General Mills identifies actionable ‘climate levers’ in new transition plan to reach net-zero

General Mills has unveiled a new Climate Transition Plan, detailing the roles that regenerative agriculture, the electrification of transport, and a switch to renewables can playing in reaching a long-term target of net-zero emissions by 2050.

General Mills identifies actionable ‘climate levers’ in new transition plan to reach net-zero

The food processing giant’s new Climate Transition Plan, published on Thursday (18 April), outlines several “climate levers” that can be addressed to tackle emissions by 2030 across a range of subjects.

These levers showcase the contribution that identified solutions can have in building toward a target to reduce value chain emissions by 30% by 2030 and reach net-zero by 2050. Agriculture and ingredients account for 33% of identified solutions, followed by transportation and a “solutions team” that analyses new and emerging technologies (both 23%). Other levers include dairy innovation, supplier engagement, packaging and energy and manufacturing.

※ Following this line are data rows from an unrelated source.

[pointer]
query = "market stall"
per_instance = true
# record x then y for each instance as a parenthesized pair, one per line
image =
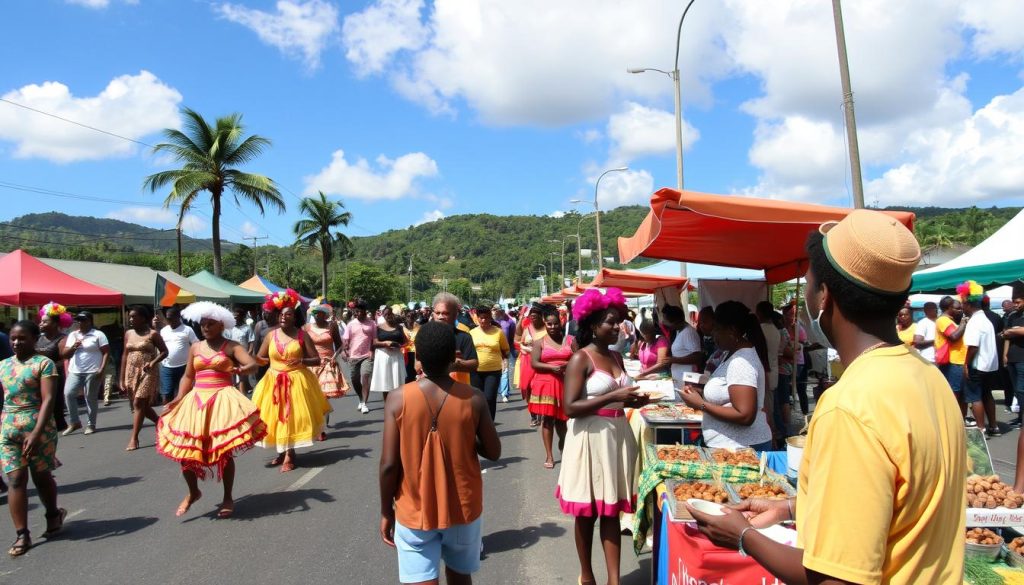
(736, 232)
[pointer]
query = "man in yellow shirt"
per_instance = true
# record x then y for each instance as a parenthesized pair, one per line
(881, 495)
(950, 352)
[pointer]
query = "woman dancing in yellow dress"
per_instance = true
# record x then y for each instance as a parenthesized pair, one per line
(289, 397)
(210, 420)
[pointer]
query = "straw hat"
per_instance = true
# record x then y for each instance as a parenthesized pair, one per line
(872, 250)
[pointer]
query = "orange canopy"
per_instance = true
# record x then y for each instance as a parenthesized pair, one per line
(732, 231)
(634, 282)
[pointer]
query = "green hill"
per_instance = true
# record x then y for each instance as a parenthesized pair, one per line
(478, 256)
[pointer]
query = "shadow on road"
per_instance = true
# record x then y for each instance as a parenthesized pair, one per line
(506, 540)
(95, 485)
(325, 458)
(263, 505)
(98, 530)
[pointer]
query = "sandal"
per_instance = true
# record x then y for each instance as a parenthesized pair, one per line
(22, 544)
(60, 514)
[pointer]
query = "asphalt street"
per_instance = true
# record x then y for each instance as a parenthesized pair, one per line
(318, 524)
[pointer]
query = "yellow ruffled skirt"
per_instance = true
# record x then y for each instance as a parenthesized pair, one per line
(207, 427)
(293, 408)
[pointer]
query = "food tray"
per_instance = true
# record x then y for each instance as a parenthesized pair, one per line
(678, 507)
(755, 458)
(669, 414)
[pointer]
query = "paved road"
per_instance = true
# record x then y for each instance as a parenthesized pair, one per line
(315, 525)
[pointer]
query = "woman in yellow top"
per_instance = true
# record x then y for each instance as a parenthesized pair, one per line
(905, 327)
(289, 397)
(492, 351)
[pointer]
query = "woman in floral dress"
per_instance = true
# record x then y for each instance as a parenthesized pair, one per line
(144, 349)
(28, 433)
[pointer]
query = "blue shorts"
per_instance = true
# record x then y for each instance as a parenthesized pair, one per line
(421, 551)
(954, 375)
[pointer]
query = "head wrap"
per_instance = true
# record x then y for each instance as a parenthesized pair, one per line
(593, 300)
(970, 292)
(52, 308)
(284, 299)
(197, 311)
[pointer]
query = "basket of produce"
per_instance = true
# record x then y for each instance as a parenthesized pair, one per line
(983, 543)
(681, 490)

“The health of our planet and our ability to make food the world loves are inherently intertwined,” General Mills’ chief sustainability and global impact officer, Mary Jane Melendez, said.

“Our Climate Transition Action Plan and continued progress demonstrate how we are working from the ground up, with partners across our value chain and industry, to help solve today’s food and agriculture challenges and build a resilient future.”

General Mills was one of the first companies to publish a full value chain goal approved by the Science Based Targets initiative (SBTi) in 2015. Five years later, it launched its new climate goals, aligned with the 1.5C guidance from the SBTi.

The new plan confirms that General Mills has conducted its first climate risk assessment and that it is in the process of revising science-based targets to incorporate the recent Forest, Land and Agriculture Guidance (FLAG) guidance.

In 2023, General Mills reduced total value chain emissions by 7% and further reduced Scope 1 and 2 emissions by 12% compared to the previous year. Since 2020, Scope 1 and 2 emissions have been reduced by 51%. General Mills notes that almost half of the company’s emissions occur upstream of its direct operations, in agriculture, ingredients and packaging.

Climate levers

The Climate Transition Plan outlines key goals and actions to achieve by 2030 and 2050 respectively. Short-term goals having zero deforestation in palm, cocoa and fiber supply chains by 2025, having all packaging recyclable or reusable by 2030, increasing low-carbon fuels and electrification for transport  and advancing supplier engagement and “whole-farm dairy principles” to tackle Scope 3 emissions.

In 2023, General Mills launched a collaborative endeavor to encourage the adoption of regenerative agriculture on approximately 600,000 acres in the US by 2030. This builds on a corporate goal to have one million acres enrolled in such practices by 2030. The Plan has revealed that more than 500,000 acres have been engaged in regenerative agriculture programs to date.

Additionally, a goal to source 100% renewable electricity for its global operations by 2030 currently sits at 97%.

Long-term aspirations for 2050 include scaling regenerative agriculture, switching to renewables across the supply chain, introducing more circular business models for packaging, and scaling decarbonisation across transport and farms.

The Transition Plan also outlines the company’s stance on carbon offsets. It states there is a “need for a strong carbon offset market to move us closer to achieving our planetary goals” but that at this time it “remains focused” on reducing emissions. General Mills will “revisit high quality offsets” once short-term targets have been met.

Climate Transition Plans

Thousands of firms across the globe have committed to transformational, science-based targets, but many have little idea as to how they will reach net-zero over the next 20 or 30 years. It is here where transition plans become crucial.

Climate Transition plans are viewed as a framework to help bridge the gap between these long-term ambitions and tangible actions that can help deliver net-zero and climate targets.

The UK Government commissioned the creation of a Transition Plan Taskforce (TPT) – a body to determine what a credible corporate transition plan for climate should look like – in 2021.

Last October, the jewel in the crown of the TPT’s work, its pan-industry ‘gold standard’ framework, was published.

The Task Force has recommended that corporates publish plans, and then an update in 2026. In 2024 and 2025, information material to the plan should be included in financial reporting. Advice has also been provided on what, exactly, the plans should cover.

Last week the TPT published new guidance for seven sectors, including key sectors such as mining and asset management.

The TPT guidance is aligned with disclosure practices developed by the International Sustainability Standards Board, which encourages firms to publicly disclose transition plans if they have one.